We talked and played with them, poured tea for them and believed them, why wouldn’t we.
‘Here they talked of revolution, here it was they lit the flame, here they sang about tomorrow but tomorrow never came.’
My friends were the dreams, ideas, imagination and flames that guided me into my tomorrow.
This article is a reflection of a life lived with and without creativity and the unbearable weight of creativity.
It is also for those of you that have had brilliant inventions, business ideas and dreams that were there and then vanished in the blink of an eye.
I’ve been trying to understand how to support my creative friends that sit at my table with me.
I’ve been learning to support the many creative surges that arrive in me and not throw them off like a deer in the wild shaking off an attack.
So that I can feel the satisfaction of my creative work and not the failure and losses that I have experienced.
As well as to support the friends that have made their way into my world.
These beautiful ideas arrived in me without me knowing how to support them.
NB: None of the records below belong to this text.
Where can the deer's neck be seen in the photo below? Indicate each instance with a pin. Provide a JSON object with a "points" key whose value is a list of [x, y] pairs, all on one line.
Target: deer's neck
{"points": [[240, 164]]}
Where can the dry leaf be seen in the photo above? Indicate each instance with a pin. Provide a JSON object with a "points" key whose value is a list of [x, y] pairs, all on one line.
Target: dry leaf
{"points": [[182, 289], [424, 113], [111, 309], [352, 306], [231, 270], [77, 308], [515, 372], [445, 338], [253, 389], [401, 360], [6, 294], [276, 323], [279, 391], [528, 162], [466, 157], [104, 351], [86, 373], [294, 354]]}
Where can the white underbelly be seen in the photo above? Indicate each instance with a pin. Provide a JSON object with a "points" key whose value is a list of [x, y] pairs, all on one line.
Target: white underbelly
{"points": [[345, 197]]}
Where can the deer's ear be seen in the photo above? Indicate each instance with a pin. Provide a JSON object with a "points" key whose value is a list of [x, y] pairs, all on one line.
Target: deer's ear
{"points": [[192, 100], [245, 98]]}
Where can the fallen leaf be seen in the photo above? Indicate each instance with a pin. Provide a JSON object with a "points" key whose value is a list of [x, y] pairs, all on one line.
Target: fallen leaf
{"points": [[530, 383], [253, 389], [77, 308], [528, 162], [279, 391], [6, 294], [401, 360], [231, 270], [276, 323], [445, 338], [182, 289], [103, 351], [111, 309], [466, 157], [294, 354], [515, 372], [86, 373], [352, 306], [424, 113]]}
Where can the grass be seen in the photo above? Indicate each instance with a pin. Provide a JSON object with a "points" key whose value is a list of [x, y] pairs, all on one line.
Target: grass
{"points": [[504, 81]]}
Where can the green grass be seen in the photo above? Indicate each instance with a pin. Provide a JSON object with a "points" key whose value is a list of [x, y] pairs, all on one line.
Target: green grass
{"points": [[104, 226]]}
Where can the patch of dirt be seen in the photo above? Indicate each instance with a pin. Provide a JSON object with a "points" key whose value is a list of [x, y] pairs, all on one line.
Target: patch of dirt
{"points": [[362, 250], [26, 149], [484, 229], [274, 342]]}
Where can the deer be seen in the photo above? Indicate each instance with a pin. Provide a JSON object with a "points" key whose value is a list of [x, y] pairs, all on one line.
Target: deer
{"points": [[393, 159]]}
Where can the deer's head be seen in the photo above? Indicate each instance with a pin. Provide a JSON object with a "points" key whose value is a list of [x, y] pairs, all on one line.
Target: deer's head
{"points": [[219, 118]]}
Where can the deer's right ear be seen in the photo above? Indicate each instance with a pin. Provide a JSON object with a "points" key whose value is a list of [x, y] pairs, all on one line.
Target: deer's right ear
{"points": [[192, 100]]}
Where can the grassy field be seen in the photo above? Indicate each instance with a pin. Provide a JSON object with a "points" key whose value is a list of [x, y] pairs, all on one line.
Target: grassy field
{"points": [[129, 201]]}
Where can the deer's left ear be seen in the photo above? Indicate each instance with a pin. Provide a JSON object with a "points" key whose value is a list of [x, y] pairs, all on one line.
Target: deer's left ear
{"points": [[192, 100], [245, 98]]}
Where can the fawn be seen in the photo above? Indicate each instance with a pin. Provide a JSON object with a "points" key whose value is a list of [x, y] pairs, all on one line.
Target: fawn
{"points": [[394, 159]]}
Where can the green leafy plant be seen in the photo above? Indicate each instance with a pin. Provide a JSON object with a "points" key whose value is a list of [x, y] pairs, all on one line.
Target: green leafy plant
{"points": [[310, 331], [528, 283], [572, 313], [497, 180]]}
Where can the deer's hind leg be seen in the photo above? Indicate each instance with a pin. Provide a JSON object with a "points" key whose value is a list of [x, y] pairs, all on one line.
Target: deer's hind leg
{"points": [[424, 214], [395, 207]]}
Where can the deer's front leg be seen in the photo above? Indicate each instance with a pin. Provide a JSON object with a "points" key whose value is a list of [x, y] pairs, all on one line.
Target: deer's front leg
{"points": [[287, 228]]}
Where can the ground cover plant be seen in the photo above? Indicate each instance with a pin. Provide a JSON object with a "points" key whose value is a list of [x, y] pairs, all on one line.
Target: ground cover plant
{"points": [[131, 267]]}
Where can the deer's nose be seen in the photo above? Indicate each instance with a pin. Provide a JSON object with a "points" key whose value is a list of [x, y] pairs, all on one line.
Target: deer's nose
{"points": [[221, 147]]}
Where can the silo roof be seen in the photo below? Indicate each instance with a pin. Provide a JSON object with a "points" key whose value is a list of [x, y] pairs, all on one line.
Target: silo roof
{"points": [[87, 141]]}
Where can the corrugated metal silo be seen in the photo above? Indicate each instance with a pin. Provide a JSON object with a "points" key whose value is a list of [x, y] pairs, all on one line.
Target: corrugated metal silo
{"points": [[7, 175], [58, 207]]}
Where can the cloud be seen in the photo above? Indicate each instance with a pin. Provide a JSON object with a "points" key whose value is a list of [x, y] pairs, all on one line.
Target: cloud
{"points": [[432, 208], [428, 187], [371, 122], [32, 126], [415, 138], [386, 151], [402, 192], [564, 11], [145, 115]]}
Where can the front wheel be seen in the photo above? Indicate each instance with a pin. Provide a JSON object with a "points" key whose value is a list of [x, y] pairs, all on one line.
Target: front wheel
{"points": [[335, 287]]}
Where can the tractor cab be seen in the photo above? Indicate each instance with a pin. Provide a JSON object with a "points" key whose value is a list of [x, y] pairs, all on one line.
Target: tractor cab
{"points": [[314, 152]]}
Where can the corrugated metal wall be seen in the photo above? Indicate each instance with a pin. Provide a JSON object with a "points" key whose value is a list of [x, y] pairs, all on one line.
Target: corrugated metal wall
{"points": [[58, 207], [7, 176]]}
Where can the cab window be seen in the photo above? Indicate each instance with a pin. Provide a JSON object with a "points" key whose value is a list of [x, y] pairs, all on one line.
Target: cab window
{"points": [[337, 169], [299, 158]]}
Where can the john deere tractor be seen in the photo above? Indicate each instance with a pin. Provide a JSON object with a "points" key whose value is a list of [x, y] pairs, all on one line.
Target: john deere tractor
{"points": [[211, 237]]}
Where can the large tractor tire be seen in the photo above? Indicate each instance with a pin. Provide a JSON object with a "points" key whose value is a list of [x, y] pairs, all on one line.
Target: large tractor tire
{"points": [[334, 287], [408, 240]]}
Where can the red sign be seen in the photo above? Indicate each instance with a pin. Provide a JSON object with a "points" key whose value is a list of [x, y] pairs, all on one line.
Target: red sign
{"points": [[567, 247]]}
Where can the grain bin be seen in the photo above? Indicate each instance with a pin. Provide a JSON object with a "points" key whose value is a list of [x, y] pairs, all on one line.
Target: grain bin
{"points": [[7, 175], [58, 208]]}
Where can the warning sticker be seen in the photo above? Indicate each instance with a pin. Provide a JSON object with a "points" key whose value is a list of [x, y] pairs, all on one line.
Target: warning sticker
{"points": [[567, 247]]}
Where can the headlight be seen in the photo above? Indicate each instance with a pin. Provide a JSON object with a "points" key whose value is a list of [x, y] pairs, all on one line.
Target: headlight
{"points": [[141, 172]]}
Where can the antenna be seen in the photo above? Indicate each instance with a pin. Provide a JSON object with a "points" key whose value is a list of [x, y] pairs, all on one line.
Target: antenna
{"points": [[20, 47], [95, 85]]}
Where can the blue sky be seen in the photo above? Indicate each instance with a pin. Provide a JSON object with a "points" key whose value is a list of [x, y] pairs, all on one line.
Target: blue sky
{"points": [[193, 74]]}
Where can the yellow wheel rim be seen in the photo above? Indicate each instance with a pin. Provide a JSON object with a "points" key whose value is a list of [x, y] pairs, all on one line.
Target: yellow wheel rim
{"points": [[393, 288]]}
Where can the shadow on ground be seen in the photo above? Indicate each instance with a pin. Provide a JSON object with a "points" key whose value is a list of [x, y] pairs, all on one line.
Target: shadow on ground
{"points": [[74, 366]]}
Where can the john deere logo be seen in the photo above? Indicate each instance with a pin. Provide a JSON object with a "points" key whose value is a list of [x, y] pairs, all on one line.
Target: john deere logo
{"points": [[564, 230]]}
I have grieved each idea like it were a lost child.
Ideas, music, songs, workshops, adventures and dreams fell by the wayside screaming at me as they slowly faded away out of my reach.
Their screams developed a fear of the rising creative tides in me.
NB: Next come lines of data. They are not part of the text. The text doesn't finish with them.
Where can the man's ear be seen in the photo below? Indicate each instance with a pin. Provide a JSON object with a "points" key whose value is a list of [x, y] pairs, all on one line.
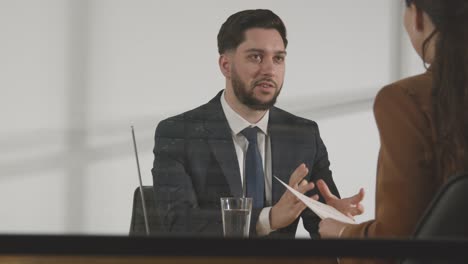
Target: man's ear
{"points": [[225, 65]]}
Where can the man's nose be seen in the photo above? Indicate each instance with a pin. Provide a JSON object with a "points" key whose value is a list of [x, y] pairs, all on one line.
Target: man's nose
{"points": [[268, 67]]}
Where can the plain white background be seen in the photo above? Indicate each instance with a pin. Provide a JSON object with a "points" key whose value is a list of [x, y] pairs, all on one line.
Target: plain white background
{"points": [[75, 74]]}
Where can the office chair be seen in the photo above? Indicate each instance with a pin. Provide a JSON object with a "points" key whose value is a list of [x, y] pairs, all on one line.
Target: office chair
{"points": [[137, 225], [446, 216]]}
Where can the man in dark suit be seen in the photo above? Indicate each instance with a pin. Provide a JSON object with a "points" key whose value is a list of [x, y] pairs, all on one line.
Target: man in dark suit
{"points": [[203, 154]]}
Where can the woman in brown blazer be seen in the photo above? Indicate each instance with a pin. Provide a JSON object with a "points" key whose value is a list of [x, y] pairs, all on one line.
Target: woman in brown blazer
{"points": [[422, 123]]}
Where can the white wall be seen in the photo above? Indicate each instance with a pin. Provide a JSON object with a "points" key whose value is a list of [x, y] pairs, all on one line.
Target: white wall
{"points": [[75, 74]]}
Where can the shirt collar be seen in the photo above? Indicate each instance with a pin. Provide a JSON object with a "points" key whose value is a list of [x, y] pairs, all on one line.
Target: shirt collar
{"points": [[237, 123]]}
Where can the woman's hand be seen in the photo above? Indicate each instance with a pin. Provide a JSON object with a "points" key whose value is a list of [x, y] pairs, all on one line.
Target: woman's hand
{"points": [[330, 228], [350, 206]]}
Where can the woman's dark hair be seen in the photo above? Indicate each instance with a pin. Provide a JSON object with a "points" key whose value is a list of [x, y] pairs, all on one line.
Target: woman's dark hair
{"points": [[232, 31], [450, 82]]}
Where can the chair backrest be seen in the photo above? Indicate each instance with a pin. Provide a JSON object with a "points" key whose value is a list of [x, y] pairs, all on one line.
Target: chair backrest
{"points": [[137, 225], [446, 216]]}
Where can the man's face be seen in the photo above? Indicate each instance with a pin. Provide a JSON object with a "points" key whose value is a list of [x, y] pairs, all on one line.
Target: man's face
{"points": [[258, 67]]}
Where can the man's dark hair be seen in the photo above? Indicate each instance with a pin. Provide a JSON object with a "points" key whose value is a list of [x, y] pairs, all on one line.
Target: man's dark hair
{"points": [[232, 32]]}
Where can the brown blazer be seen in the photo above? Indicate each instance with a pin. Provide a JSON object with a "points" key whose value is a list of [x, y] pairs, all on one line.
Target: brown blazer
{"points": [[406, 172]]}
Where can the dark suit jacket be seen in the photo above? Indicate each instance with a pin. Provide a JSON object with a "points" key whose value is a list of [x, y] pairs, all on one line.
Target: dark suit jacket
{"points": [[195, 164]]}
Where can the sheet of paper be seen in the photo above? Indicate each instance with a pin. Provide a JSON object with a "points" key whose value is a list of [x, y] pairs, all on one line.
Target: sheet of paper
{"points": [[321, 209]]}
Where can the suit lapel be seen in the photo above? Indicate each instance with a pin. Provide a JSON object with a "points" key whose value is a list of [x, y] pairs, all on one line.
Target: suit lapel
{"points": [[282, 166], [221, 144]]}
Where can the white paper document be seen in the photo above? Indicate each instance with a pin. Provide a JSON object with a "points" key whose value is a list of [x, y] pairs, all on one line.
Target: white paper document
{"points": [[321, 209]]}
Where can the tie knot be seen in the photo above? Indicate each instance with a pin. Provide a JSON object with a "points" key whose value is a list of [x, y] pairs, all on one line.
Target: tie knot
{"points": [[251, 134]]}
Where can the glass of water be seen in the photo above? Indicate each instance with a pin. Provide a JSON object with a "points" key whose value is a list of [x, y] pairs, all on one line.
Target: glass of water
{"points": [[236, 216]]}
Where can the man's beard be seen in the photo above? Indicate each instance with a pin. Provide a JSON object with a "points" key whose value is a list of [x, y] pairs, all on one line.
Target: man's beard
{"points": [[247, 97]]}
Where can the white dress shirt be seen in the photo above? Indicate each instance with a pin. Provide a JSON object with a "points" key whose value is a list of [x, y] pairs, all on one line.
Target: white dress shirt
{"points": [[237, 123]]}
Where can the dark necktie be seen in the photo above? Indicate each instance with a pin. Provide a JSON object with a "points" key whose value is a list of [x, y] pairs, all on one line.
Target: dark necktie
{"points": [[255, 182]]}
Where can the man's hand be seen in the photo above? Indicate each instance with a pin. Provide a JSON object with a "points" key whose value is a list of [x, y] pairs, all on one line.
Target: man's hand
{"points": [[350, 206], [289, 207]]}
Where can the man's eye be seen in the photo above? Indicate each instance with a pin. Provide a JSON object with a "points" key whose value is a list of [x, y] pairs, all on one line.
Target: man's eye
{"points": [[256, 57], [279, 59]]}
These rising tides felt like Tsunamis.
Over the years my side hustle has been to build an inner support system brick by brick in the mortar of my body to hold this creativity.
I have waded through the judgements and shaming in me that said, ‘you better get going or else’, or ‘work harder,’ and one particular torture, ‘time is running out!’
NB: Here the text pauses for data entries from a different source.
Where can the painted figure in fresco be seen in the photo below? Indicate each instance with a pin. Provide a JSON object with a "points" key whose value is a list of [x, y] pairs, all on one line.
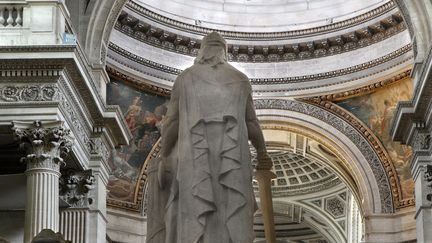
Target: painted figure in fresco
{"points": [[205, 170], [132, 114]]}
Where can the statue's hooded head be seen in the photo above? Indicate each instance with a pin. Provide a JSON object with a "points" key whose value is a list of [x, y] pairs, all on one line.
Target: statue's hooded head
{"points": [[213, 50]]}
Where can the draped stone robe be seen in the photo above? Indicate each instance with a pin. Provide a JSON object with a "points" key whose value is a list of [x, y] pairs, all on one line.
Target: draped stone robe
{"points": [[211, 197]]}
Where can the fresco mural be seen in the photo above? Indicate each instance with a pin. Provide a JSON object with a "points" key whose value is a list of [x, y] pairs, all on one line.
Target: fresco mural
{"points": [[376, 110], [143, 114]]}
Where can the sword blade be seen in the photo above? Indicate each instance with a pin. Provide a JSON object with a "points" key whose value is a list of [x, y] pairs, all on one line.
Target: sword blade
{"points": [[264, 178]]}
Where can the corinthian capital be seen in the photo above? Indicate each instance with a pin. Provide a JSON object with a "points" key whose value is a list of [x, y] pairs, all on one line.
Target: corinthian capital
{"points": [[44, 143]]}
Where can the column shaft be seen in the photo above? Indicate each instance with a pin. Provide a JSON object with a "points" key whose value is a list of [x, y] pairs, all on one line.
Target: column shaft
{"points": [[42, 206]]}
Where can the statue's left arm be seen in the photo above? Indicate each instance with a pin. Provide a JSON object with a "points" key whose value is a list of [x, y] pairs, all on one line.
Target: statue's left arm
{"points": [[256, 136], [170, 129], [171, 123]]}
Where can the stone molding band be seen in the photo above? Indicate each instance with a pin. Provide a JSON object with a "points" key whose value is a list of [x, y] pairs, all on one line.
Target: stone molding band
{"points": [[270, 81], [161, 38], [155, 17]]}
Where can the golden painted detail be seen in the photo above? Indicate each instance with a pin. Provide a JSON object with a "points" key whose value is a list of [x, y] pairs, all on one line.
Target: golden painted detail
{"points": [[367, 89], [142, 86], [375, 143], [137, 204]]}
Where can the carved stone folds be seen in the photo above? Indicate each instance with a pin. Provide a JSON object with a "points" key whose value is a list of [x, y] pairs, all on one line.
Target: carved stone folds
{"points": [[428, 179], [75, 187], [45, 144]]}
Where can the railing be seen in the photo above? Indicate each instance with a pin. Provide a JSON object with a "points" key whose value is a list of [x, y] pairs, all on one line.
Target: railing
{"points": [[11, 16]]}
Marius sings, ‘In the table in the corner they could see a world reborn, and they rose with voices ringing and I can hear them now the very words that they had sung!’
Echos from my visions and dreams that rose with my voice singing, and then fell on the battlefield having no support to hold them.
This unbearable weight of creativity.
I’ve learned to slow down my nervous system enough to be able to hold this energy and stand still inside of each creative idea without it knocking me down to the ground.
Now I can hold the weight of it.
With rooted feet and supportive legs, hips, belly, heart and voice I am recalibrated to hold and support this weight of creativity that has felt unbearable.
To sing beautifully requires a body that can hold the weight of a voice. This is what makes the study of singing the best teacher of support that I know of.
I have built a supportive body that holds and cradles my creative ideas like a good parent might.
It says ‘wait your turn’ and ‘don’t push,’ and ‘that is such a great idea, let’s sort out the steps.’
I have learned to build the discernment and love for each idea as it enters my purview and not to not react in panic as this surge of imagination lands on me with its weight.
The weight of it reminding me of other weights that landed on me at other times.
Knowing the difference.
Knowing how to respond.
Having a choice.
My beautiful ideas have fallen through the cracks and through my hands so many times that I believed that I would never be able to hold them and nurture them into existence.
I had to learn to grow up around each idea enough for it to trickle into me gently and not roughhouse me as it arrived.
Singing and the study of singing has taught me this.
I have also witnessed this torture in my students over the years. An agony in them at this inner pressure and confusion that holds them hostage to their dreams and stifles their voice.
The powerful energy of creativity and expression arises in them and the only seeming option is to push it down and step on it because of the lack of support that person had in their upbringing.
Unsupported creative genius can make a mess inside of a persons body as the powerful repressed energy of life gets caught and trapped inside.
Aches and pains move around like phantom limbs and illness and disease grow up into adulthood, instead of the beautiful works of art that are waiting for them at chairs and tables.
I help people to find their voice whether it be through singing or communication. Creative energy is the essence and backbone of the voice and needs support for it to align and flow inside of us.
Inside of a body that knows how to slow down and allow for this creative, flowing power to recognize itself, again.
Recognize the difference between rising creative life force and overwhelm and fear of this life force.
The old paradigm of the patriarchy, one hopes is on its last legs, puts as its bench mark of success – Struggle, Punishment, Pushing and Suffering.
We need a new paradigm and I have been building one.
They say a creative life is courageous.
They say it can make some go mad.
We all have this energy in us.
Some have more access to it than others.
Some have a harder time with it than others.
It has been my struggle and my greatest teaching.
It has helped me to give birth to my Voice Connections work and to give life to a whole other creative expression that I would have never expected had I not had Empty Chairs at Empty Tables.
“Oh my friends my friends forgive me, that I live and you are gone, there’s a grief that can’t be spoken there’s a pain goes on and on.”
May we all pull up a chair at a table and not be afraid of who sits down.